Hedge fund fees under pressure

Date: Monday, March 18, 2013
Author: Mark Smith, Financial Standard

Hedge funds globally have been forced to lower their fees as returns have failed to meet investors' expectations, says PIMCO executive vice president Ryan Korinke.

Hedge fund fees tend to be the most expensive of all active managed options available to investors because they typically promise higher returns, use more sophisticated techniques and often invest in more expensive, niche areas.

However, disappointing returns through 2010 and 2011, coupled with on-going industry pressure on fees has seen institutional investors across the globe review their hedge fund exposures.

Korinke says that funds-of-hedge funds, which have an extra layer of fees, have gone from representing around half the hedge fund market to around a third.

"There's an awful lot of pressure on fees at the moment and chief investment officers at superannuation funds are at the same time becoming more sophisticated," explained the portfolio manager.

"With returns coming down fees need to follow. We believe a fair fee is between 20%-30% of investment performance. That tends to be below the industry average."

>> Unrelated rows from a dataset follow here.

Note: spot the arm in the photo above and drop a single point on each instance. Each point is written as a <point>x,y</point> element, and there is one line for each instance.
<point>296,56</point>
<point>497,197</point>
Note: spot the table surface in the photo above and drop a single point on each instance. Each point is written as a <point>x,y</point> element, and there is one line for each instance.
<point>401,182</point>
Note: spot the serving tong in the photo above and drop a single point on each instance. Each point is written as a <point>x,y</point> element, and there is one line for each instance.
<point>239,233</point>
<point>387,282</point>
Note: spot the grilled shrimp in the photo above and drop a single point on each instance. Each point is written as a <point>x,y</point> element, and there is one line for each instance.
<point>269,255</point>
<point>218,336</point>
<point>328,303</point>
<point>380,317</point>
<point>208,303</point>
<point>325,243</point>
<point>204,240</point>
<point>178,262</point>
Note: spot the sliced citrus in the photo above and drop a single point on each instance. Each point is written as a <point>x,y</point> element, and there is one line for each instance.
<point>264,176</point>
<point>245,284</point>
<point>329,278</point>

He adds that in the unusual fee environment some fund managers are becoming more creative about the way they charge for their services and are offering a lower fee in exchange for a promise of a longer relationship with institutions.

There are already signs that the approach is working. Hedge funds have fared much better in recent times with net inflows of around $33 billion in 2012, about $10 billion more than in the previous year.

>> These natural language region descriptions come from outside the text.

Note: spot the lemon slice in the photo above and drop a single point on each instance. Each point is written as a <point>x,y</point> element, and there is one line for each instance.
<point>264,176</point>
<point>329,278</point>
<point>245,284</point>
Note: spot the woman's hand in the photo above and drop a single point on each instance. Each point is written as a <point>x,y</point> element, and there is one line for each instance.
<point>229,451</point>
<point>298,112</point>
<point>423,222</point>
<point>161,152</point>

Korinke explains that one of the most exciting opportunities that PIMCO is exploiting lies in taking advantage of value opportunities presented by liquidity scarcity in the market.

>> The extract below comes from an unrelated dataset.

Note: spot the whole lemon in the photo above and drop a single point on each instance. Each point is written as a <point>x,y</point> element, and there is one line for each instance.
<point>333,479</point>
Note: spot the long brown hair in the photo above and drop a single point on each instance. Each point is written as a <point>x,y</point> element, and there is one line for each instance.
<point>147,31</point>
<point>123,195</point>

While quantitative easing has helped to wash the market with extra capital, Korinke says that a tougher regulatory environment has seen banks step away from their day-to-day market activities.

"Risk premiums at the five major US banks have fallen some 55%. We're looking at a lot of trades that used to be made by the bank property desks. There has been a lot of price appreciation in the US housing market but not in underlying debt assets."